Which would be: if \[\sqrt{a} + \sqrt{b}\] is rational, then \[\sqrt{ab}\] is rational. Or in symbolic form, \[\forall m,n \in \mathbb{Z}, \sqrt{a} + \sqrt{b} = \frac{m}{n}\] and \[\forall x,y \in \mathbb{Z}, \sqrt{ab} = \frac{x}{y}\]

Answer 3

Correction, I used a universal quantifier instead of a "there exists" one.

Answer 4

This relation may perhaps help:\[\left(\sqrt a + \sqrt b ~\right)^2 = a + b + 2\sqrt{ab} \]\[\Rightarrow \sqrt{ab} = \dfrac{1}{2}\left( (\sqrt a + \sqrt b ) ^2 - a - b\right)\]I'm not entirely sure how to proceed further with this information. Is it given that a, b are rational?

Answer 5

Actually, a counter example to this would be the following.
\[\pi \cdot -\pi = -\pi^{2}\] which is irrational.
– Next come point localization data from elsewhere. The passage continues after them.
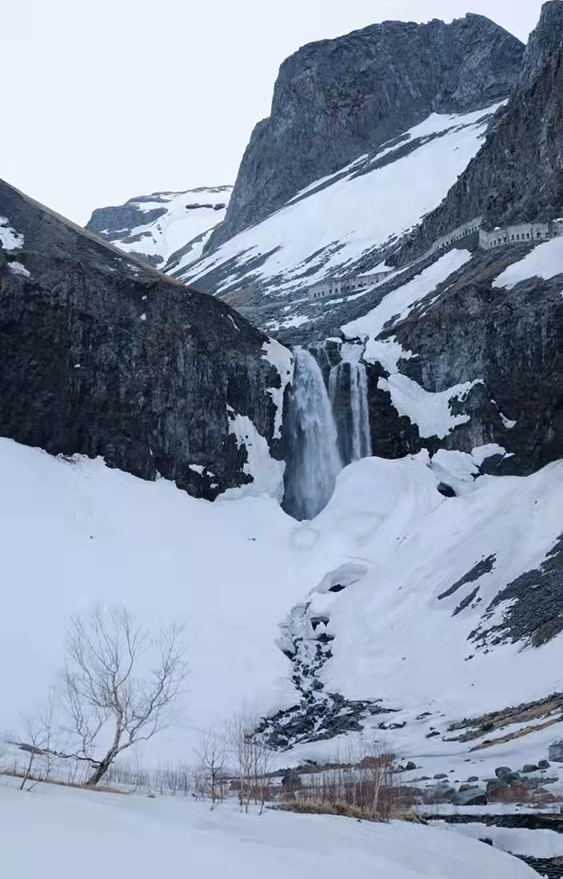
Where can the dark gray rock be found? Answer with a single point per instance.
(556, 752)
(336, 100)
(496, 785)
(291, 780)
(100, 355)
(471, 797)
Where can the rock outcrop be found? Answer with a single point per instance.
(518, 173)
(336, 100)
(101, 355)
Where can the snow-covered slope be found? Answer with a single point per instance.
(156, 226)
(142, 837)
(353, 215)
(404, 584)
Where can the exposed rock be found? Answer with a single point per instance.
(291, 780)
(100, 355)
(336, 100)
(556, 752)
(494, 785)
(517, 174)
(471, 797)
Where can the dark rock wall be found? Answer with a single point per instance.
(100, 355)
(337, 99)
(518, 173)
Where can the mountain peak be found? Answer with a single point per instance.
(336, 100)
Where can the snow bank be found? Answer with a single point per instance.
(431, 412)
(398, 304)
(333, 226)
(544, 261)
(9, 238)
(91, 833)
(74, 533)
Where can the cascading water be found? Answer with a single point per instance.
(313, 460)
(348, 392)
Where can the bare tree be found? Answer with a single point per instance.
(212, 753)
(120, 684)
(251, 757)
(39, 743)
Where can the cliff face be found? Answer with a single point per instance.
(101, 355)
(518, 174)
(338, 99)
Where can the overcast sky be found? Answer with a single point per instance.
(105, 100)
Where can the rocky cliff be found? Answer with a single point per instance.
(518, 174)
(155, 226)
(336, 100)
(101, 355)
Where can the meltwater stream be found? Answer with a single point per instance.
(313, 460)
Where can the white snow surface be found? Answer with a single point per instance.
(533, 843)
(55, 832)
(431, 412)
(329, 228)
(190, 217)
(544, 261)
(9, 238)
(398, 304)
(266, 472)
(74, 533)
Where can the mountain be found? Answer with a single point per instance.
(337, 100)
(102, 355)
(408, 588)
(516, 176)
(346, 223)
(155, 226)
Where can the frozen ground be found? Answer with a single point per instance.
(74, 533)
(59, 833)
(334, 222)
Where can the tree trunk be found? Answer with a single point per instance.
(101, 769)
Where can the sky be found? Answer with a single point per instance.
(107, 100)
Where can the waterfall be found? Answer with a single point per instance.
(313, 460)
(348, 392)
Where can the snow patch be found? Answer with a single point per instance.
(544, 261)
(266, 472)
(399, 303)
(431, 412)
(9, 238)
(282, 359)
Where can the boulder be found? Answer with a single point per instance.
(555, 752)
(471, 797)
(496, 785)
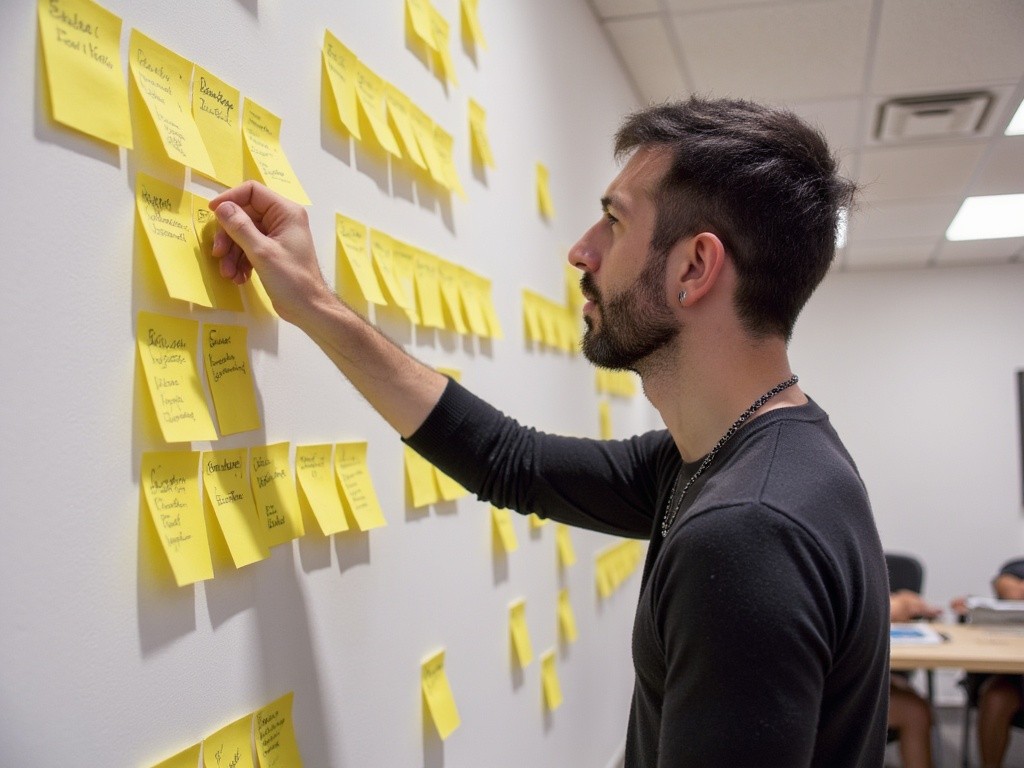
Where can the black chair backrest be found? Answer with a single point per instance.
(905, 572)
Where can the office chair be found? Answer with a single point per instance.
(906, 572)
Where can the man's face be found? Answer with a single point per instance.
(627, 315)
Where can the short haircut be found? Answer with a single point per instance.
(763, 181)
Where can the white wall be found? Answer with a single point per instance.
(104, 660)
(918, 371)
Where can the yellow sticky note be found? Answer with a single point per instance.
(549, 677)
(353, 245)
(566, 619)
(437, 694)
(370, 94)
(222, 292)
(167, 350)
(274, 731)
(164, 80)
(439, 34)
(381, 249)
(443, 144)
(216, 109)
(356, 486)
(449, 487)
(544, 193)
(403, 261)
(501, 520)
(428, 291)
(520, 634)
(418, 19)
(187, 758)
(471, 29)
(487, 303)
(566, 554)
(225, 478)
(170, 491)
(420, 476)
(341, 67)
(81, 43)
(261, 131)
(230, 377)
(165, 213)
(604, 420)
(530, 316)
(317, 488)
(423, 127)
(480, 145)
(469, 294)
(273, 488)
(398, 110)
(230, 747)
(449, 274)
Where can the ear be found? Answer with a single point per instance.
(697, 265)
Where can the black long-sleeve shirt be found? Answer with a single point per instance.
(762, 631)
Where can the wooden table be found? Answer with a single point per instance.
(971, 647)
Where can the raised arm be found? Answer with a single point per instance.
(263, 230)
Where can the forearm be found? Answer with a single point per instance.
(400, 388)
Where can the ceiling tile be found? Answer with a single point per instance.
(926, 171)
(979, 251)
(901, 219)
(1004, 170)
(837, 119)
(936, 45)
(779, 52)
(644, 46)
(611, 8)
(903, 254)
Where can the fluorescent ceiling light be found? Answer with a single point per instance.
(1016, 127)
(988, 217)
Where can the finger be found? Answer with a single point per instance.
(240, 227)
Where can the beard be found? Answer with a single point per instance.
(634, 325)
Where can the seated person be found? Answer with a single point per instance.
(909, 713)
(1000, 697)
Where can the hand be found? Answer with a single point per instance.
(260, 228)
(904, 605)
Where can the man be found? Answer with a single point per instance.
(761, 636)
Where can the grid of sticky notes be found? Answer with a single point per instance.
(549, 323)
(425, 24)
(368, 108)
(615, 563)
(242, 502)
(264, 738)
(431, 292)
(178, 110)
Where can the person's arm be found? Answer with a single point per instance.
(263, 230)
(905, 605)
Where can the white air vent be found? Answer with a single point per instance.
(942, 116)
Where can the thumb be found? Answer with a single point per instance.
(240, 227)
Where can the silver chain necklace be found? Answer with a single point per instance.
(672, 509)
Then \[\pi + (-\pi) = 0\] which is rational.

Answer 6

*

Answer 7

well it should say a,b \(\in\) Z

Answer 8

Of course, my bad.

Answer 9

@ganeshie8 what do u think mm ?

Answer 10

ok i might have this solution :-
as @dinnertable startted
ok for a,b ∈ Z
let √a+ √b be rational, then
√a+ √b = m/n such that gcd (m,n )=1
then both √a, √b are rational

√b = m/n -√a *

from
√ab =√a . √b =√a(m/n -√a)=( √a . m/n) -a

but √a is rational so , √a m/n is rational
hence
( √a . m/n) -a is rational :)